Elizabeth Spiers (born December 11, 1976) is an American web publisher and journalist, and the founding editor of Gawker, a defunct media gossip blog.

From February 2011 until August 2012, she was the editor of The New York Observer.

==Early life and education==
Spiers was born in Wetumpka, Alabama. She attended Edgewood Academy, which she later characterized as a segregation academy.

Spiers has written that she was "raped in college by an ostensibly nice guy who was not a stranger to me."

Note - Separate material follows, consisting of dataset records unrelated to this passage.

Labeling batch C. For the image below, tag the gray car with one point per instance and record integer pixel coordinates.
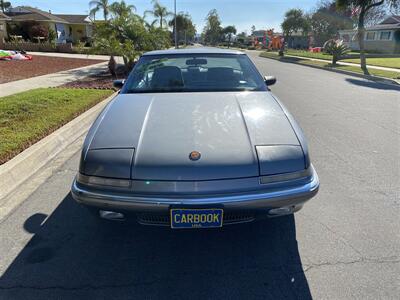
(195, 139)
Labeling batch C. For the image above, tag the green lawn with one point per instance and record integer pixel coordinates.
(380, 73)
(309, 54)
(27, 117)
(390, 62)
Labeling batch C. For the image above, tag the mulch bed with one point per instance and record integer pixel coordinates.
(40, 65)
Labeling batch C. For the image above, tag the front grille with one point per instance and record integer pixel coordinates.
(164, 220)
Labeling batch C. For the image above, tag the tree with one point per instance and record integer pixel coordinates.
(229, 31)
(159, 12)
(4, 5)
(185, 27)
(360, 8)
(127, 34)
(294, 21)
(121, 9)
(337, 49)
(98, 5)
(212, 32)
(327, 20)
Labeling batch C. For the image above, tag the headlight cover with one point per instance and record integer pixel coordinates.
(286, 176)
(102, 181)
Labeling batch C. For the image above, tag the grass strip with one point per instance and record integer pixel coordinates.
(388, 62)
(27, 117)
(327, 66)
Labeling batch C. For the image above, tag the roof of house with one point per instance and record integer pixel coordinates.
(3, 16)
(392, 22)
(26, 13)
(74, 19)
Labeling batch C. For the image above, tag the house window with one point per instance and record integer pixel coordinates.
(370, 36)
(386, 35)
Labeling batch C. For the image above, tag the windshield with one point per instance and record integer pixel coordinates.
(194, 73)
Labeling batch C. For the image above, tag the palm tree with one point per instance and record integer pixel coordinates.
(360, 9)
(4, 5)
(100, 5)
(160, 12)
(121, 9)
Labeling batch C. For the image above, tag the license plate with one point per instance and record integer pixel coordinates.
(196, 218)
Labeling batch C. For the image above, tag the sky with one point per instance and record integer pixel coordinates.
(264, 14)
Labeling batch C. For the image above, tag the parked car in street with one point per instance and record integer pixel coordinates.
(195, 139)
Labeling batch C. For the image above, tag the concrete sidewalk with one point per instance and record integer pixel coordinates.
(347, 64)
(50, 80)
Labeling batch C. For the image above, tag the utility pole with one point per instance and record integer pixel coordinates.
(175, 31)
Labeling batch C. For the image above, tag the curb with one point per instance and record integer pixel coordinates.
(378, 79)
(17, 170)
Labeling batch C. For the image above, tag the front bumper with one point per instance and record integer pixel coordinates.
(260, 201)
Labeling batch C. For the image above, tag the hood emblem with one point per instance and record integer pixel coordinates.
(194, 155)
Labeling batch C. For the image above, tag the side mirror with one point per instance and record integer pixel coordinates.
(119, 83)
(270, 80)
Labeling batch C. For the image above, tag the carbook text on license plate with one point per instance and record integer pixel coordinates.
(196, 218)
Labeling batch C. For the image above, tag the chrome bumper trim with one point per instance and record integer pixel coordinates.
(294, 195)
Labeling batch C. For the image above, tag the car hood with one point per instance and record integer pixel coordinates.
(163, 129)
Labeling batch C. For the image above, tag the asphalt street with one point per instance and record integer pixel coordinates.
(344, 244)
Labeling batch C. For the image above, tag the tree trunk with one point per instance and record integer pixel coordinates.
(361, 35)
(334, 59)
(112, 66)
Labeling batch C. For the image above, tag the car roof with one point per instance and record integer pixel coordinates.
(199, 50)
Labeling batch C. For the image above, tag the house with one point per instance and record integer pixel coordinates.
(384, 37)
(3, 27)
(69, 28)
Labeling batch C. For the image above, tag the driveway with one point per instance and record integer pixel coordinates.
(344, 244)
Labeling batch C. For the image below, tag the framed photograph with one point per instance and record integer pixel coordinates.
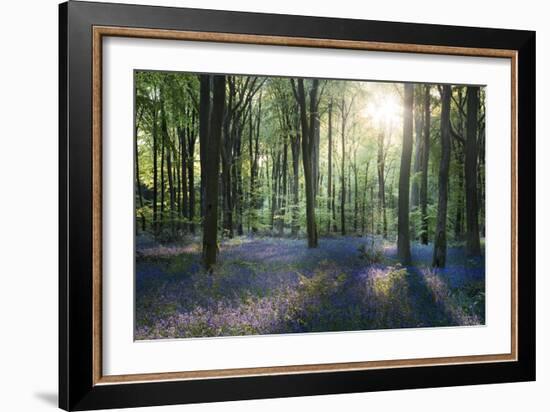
(257, 205)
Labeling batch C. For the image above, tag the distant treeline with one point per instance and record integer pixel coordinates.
(220, 156)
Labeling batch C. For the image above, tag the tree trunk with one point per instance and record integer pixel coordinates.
(138, 183)
(424, 169)
(212, 163)
(473, 247)
(381, 188)
(191, 140)
(295, 149)
(440, 241)
(329, 177)
(307, 153)
(155, 170)
(403, 228)
(204, 121)
(343, 176)
(185, 201)
(418, 128)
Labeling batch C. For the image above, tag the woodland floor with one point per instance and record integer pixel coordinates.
(278, 285)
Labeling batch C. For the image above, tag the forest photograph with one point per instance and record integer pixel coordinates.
(277, 205)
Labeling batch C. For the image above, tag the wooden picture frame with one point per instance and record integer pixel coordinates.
(82, 27)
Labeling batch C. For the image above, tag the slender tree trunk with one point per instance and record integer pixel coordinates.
(329, 177)
(226, 155)
(191, 140)
(343, 177)
(282, 209)
(459, 201)
(204, 122)
(424, 169)
(418, 128)
(364, 203)
(355, 189)
(185, 199)
(473, 247)
(403, 227)
(162, 153)
(171, 194)
(212, 152)
(155, 170)
(307, 153)
(381, 187)
(295, 148)
(440, 241)
(138, 183)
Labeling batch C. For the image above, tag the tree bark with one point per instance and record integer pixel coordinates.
(473, 247)
(424, 169)
(204, 121)
(191, 140)
(307, 152)
(343, 175)
(440, 241)
(212, 153)
(381, 187)
(403, 228)
(329, 176)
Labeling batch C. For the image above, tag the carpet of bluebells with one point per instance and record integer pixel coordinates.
(278, 285)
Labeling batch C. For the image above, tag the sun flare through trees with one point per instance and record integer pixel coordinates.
(276, 205)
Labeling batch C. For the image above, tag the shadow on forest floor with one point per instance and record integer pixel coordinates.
(275, 285)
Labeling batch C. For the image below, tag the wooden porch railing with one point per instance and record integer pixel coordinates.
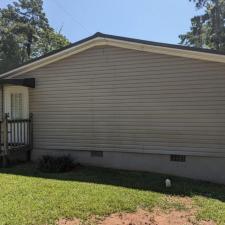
(16, 135)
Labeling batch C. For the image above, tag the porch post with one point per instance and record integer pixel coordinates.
(5, 139)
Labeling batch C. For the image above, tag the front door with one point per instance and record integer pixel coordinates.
(16, 105)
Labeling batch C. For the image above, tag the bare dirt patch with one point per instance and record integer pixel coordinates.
(157, 217)
(143, 217)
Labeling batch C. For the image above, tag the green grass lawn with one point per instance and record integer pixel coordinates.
(31, 197)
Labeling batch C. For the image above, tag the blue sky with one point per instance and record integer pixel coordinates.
(154, 20)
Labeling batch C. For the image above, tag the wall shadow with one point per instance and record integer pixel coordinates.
(129, 179)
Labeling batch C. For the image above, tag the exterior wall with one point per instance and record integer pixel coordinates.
(196, 167)
(126, 101)
(1, 102)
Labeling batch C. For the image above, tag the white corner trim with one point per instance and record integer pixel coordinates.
(100, 41)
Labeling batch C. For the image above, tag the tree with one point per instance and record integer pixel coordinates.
(207, 30)
(25, 33)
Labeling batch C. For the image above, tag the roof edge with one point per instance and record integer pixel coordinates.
(130, 43)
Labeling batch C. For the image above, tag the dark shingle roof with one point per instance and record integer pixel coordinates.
(134, 40)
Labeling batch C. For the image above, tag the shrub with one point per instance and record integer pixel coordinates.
(55, 164)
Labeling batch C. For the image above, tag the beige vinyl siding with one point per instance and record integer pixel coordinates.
(1, 102)
(115, 99)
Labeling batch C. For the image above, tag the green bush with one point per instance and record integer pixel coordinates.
(55, 164)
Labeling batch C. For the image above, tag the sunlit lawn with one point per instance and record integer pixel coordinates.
(30, 197)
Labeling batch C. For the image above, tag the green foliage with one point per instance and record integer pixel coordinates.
(25, 33)
(29, 196)
(55, 164)
(207, 30)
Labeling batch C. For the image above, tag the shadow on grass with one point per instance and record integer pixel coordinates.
(128, 179)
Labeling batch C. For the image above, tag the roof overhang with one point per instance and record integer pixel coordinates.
(27, 82)
(127, 43)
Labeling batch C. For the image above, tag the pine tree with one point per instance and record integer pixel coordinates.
(25, 33)
(207, 30)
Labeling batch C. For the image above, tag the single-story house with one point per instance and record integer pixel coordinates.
(122, 103)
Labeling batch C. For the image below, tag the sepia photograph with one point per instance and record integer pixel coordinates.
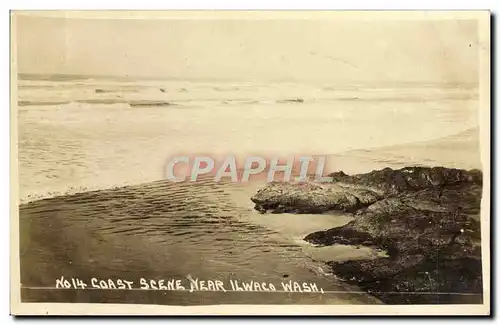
(250, 162)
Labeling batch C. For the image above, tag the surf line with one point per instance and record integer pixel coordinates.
(290, 286)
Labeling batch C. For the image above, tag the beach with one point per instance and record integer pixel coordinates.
(95, 202)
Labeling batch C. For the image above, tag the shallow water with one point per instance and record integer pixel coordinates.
(86, 142)
(162, 231)
(73, 138)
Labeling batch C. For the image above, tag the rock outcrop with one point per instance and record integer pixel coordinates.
(427, 219)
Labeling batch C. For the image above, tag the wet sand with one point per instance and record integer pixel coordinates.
(163, 230)
(157, 231)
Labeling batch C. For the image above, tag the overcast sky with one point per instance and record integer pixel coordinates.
(303, 50)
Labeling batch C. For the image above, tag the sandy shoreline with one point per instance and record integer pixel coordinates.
(457, 151)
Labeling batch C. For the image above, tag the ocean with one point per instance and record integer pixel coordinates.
(92, 153)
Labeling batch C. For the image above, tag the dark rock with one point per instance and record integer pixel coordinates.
(426, 219)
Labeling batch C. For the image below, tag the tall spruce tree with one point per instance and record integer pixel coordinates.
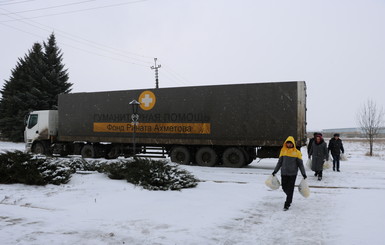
(34, 84)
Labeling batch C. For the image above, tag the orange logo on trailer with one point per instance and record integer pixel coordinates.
(147, 100)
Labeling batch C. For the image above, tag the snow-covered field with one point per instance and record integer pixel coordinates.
(229, 206)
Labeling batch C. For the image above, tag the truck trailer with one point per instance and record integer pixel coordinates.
(228, 125)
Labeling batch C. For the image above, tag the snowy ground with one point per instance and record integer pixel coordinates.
(229, 206)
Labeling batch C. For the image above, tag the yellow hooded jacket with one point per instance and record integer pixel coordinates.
(290, 160)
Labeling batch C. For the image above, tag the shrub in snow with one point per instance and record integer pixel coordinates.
(150, 174)
(20, 167)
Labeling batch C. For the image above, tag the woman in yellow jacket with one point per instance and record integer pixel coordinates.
(290, 160)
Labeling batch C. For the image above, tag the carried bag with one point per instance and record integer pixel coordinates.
(308, 163)
(327, 164)
(272, 182)
(303, 188)
(343, 157)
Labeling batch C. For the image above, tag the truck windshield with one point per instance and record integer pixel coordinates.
(32, 120)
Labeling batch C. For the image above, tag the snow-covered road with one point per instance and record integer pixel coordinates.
(229, 206)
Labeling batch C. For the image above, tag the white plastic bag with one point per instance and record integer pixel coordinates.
(303, 188)
(343, 157)
(308, 163)
(327, 164)
(272, 182)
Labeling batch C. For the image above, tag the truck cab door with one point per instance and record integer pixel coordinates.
(32, 128)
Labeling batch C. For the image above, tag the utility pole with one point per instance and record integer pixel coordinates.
(156, 67)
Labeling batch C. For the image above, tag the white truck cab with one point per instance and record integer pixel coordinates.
(41, 128)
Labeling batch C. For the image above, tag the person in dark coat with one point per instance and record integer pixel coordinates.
(319, 154)
(290, 160)
(336, 147)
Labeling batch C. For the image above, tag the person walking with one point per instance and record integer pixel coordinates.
(336, 147)
(290, 160)
(319, 154)
(311, 142)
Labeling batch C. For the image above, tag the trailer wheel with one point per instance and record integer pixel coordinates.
(233, 158)
(88, 151)
(38, 148)
(248, 159)
(206, 156)
(181, 155)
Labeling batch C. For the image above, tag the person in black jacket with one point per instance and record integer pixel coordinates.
(336, 147)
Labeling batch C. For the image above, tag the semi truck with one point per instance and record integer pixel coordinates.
(229, 125)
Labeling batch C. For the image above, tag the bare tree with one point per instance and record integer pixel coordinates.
(370, 118)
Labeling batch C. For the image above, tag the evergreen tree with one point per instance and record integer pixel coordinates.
(34, 84)
(56, 74)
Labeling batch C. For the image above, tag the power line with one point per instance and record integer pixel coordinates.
(87, 42)
(12, 2)
(51, 7)
(76, 11)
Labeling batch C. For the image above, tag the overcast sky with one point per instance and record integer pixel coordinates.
(337, 47)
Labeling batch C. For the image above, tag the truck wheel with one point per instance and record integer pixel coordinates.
(248, 159)
(181, 155)
(206, 156)
(88, 151)
(38, 148)
(233, 158)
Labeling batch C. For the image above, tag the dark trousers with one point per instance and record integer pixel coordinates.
(336, 162)
(288, 183)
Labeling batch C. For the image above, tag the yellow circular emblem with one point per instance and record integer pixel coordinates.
(147, 100)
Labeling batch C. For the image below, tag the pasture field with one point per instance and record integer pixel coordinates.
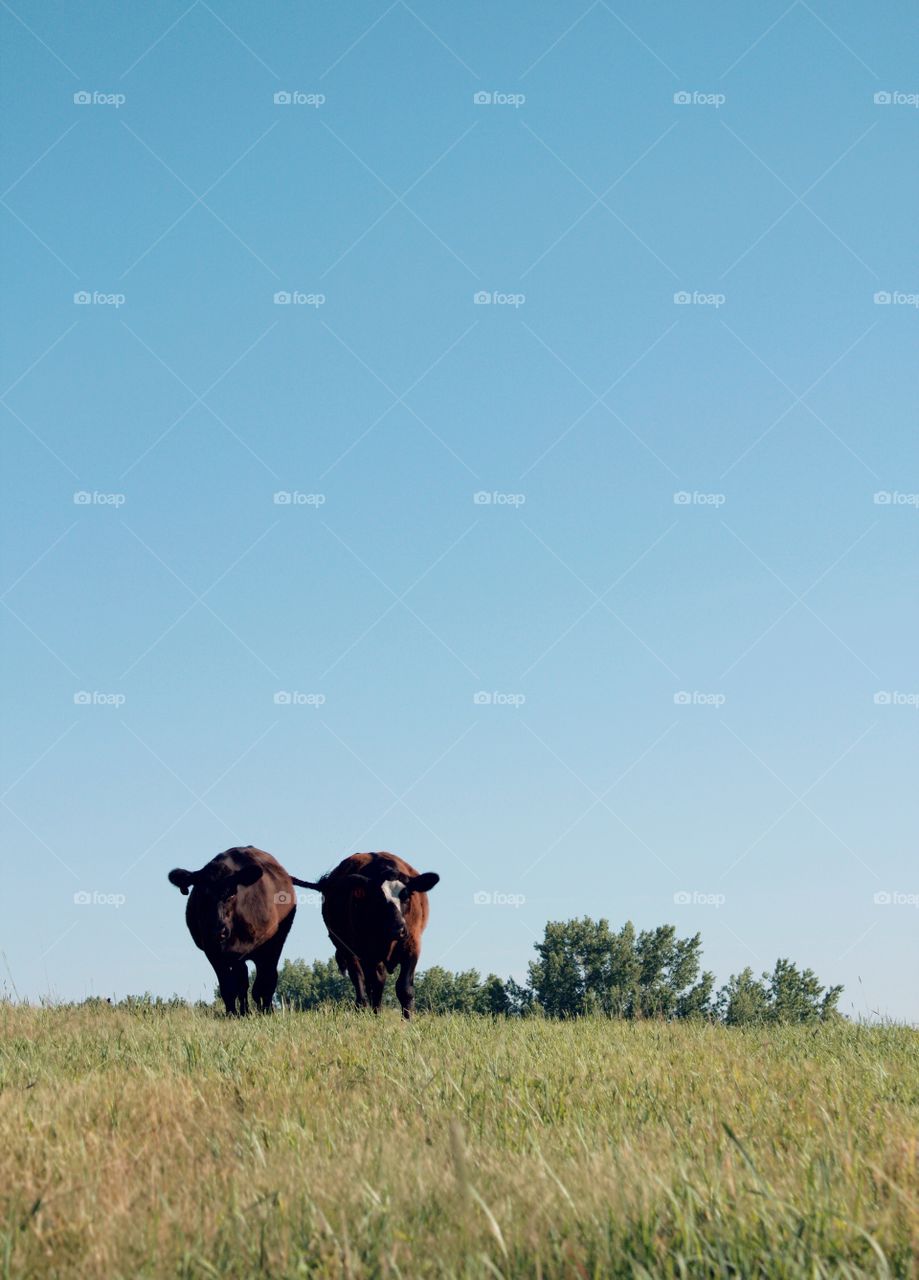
(330, 1143)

After graduating from Duke University in 1999 with a degree in public policy, Spiers headed to Wall Street to work in finance, but soon became involved in the fast-growing blog industry.

==Career==
Spiers began in journalism as the founding editor of Gawker.com and later became a contributing writer and editor at New York magazine. She has written for The New York Times, Salon, Fortune, Fast Company and The New York Post, among other publications, and was an early blogger at GNXP.

She worked briefly after that as the editor-in-chief of mediabistro.com, a site offering resources for media professionals. Since then, Spiers has founded several blog sites through her company, Dead Horse Media (as in the proverb "don't beat a dead horse"). The New York Times DealBook wrote of her in 2006: "It is clear that an online empire is on Elizabeth Spiers's mind." Dead Horse Media has produced Dealbreaker, a gossip website about Wall Street; AbovetheLaw, a blog about law; Fashionista, a gossip site about fashion; and Supermogul, a now defunct business management site. Spiers left Dead Horse Media abruptly on April 19, 2007, citing differences with her partners over launching new properties, according to BusinessWeek.

Jared Kushner hired Spiers as the editor of The New York Observer in February 2011. She resigned from the paper in August 2012. Spiers was the editorial director of Flavorwire from 2012 to 2016.

On September 12, 2025, an article by Spiers was published in The Nation in response to the assassination of conservative activist Charlie Kirk two days before. The article was subsequently condemned by Vice President J.D. Vance who claimed it misrepresented Kirk's statements and justified political violence.